Police in Bangkok “detained the New Democracy Movement member on Tao Nao Road near the Oct 14 Memorial, where he was to attend a fund-raising event organised by the group to help political prisoners.”

Yet it seems that it was not this particular event that caused an “arrest warrant for him and 12 other activists for launching a campaign for voters in the area to throw out the draft charter in the referendum held on Aug 7, 2016” was suddenly activated.

Rangsiman expects to be taken before a military tribunal.

He has stated that he “believes the arrest was ordered because he was going to petition the military government to disclose information about the deal it struck with China allowing it to build a high-speed rail connection between Bangkok and Korat.”

Now all those who have been challenging the military junta’s use of Article 44 to push through the rail project know that they are under threat. As Rangsiman stated, “Now we have to postpone it [the petition], otherwise my friends will risk facing the same fate…”.

Or, they could go ahead and see if they do join Rangsiman in jail and ignore the junta’s strategy of repression by example.





Junta, dictatorship, coup

23 05 2017

Since the 2014 military coup, we at PPT have regularly used the appropriate terms for designating Thailand’s current government: military junta and military dictatorship.

It seems that the junta and its dictators are uncomfortable with such terminology.

Khaosod reports that the words “dictatorship, coups and military juntas … are banned…”.

The “organizers of a two-day discussion marking the three-year anniversary of the May 22, 2014, military coup” have been told they may not speak these words.

Pro-democracy activist Chonticha Jangrew “said she was given the choice Sunday by a senior-ranking military officer speaking on behalf of the junta: Don’t speak those words or risk having the event canceled.”

This is apparently a real story not some late April Fools’ Day joke. The joke and the fools are the junta.

The organizers felt they had to agree with the order and implied threat. Showing the ridiculousness of the order, “on Sunday, the first day of the symposium, speakers resorted to raising placards printed with the words instead.”
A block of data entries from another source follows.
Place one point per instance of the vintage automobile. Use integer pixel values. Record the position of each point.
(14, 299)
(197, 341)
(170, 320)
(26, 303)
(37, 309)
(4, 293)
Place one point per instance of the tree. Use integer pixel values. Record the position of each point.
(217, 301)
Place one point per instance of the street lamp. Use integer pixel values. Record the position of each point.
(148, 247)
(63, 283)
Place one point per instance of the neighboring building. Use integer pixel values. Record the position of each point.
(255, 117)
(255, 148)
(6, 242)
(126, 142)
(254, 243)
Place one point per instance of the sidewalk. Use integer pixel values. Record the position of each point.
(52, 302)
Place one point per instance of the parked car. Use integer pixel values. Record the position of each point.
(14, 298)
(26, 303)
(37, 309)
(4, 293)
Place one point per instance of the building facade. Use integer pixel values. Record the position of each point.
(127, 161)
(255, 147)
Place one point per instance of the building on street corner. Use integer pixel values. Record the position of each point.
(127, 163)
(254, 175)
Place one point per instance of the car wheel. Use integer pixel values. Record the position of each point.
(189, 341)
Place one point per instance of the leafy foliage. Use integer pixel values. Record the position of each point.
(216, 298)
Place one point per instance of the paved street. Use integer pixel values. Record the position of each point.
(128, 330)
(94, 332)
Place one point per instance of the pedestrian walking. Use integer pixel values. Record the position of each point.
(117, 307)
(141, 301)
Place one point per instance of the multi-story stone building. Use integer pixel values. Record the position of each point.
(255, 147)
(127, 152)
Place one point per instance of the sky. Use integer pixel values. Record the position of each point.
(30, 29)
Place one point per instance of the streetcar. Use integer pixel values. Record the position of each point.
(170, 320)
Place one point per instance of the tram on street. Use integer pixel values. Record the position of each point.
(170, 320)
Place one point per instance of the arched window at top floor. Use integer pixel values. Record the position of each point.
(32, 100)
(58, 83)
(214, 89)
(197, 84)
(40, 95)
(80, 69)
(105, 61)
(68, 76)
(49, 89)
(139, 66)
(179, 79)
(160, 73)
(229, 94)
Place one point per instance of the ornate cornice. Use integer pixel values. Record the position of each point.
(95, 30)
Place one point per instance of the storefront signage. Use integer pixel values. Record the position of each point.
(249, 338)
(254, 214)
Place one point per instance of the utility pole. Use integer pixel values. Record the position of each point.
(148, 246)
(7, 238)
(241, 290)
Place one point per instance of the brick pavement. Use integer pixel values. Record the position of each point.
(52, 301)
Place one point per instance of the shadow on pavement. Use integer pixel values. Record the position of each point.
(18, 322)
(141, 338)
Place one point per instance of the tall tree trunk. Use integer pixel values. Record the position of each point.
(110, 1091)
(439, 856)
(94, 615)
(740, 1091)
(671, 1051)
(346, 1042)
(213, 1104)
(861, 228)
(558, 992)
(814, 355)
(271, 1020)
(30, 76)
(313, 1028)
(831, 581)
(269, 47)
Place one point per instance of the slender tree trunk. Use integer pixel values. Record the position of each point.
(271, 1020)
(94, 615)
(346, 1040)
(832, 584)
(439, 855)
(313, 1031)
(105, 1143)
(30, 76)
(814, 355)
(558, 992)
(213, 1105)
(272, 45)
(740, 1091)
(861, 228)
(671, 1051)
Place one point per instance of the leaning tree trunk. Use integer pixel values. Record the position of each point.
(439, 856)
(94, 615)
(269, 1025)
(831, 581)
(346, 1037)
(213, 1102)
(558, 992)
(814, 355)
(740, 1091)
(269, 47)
The day after, “Chaiyan Ratchakoon, a sociologist at Phayao University in the north, circumvented the ban Monday afternoon at Thammasat University by using alternative words.”

Instead of “coup” became “illegal regime change.” Chaiyan asked: “Do we really want coercion by the use of guns? How will this differ from those who rob banks?”

Chulalongkorn University historian Suthachai Yimprasert ignored the ban. He said:

…Thailand is the only country on earth today ruled by a military dictatorship. He said the junta leaders grew up during the Cold War and still cling to that mentality. He said no one believes the promises of junta leader Gen. Prayuth Chan-ocha, who keeps postponing promised elections.

He added that “trying to ban the use of some words” was “mafia-like.”

Another speaker, Piyarat Chongthep argued that “the rule of law has been replaced by whatever the junta dictates…. We’re in a realm that we don’t quite know what’s permissible and what’s not,” adding, “[t]his is a situation where the ceiling is getting lower.”

Kornkot Saengyenpan, who also spoke, observed:

Dictators try to make us accustomed to whatever they impose, but only with limited success. We must do whatever it takes to not get used to Prayuth’s lies…. They have to go, not next year but now! We have waited for three years, and they can’t make us get accustomed to [military rule].

About 45 people attended on Monday, with another 15 being “plainclothes soldiers and police recording and observing.”

Destroying the rule of law, illegally seizing power, corruption, using torture, murdering and imprisoning the young and mopping up for a vile king are the hallmarks of Thailand’s military dictatorship.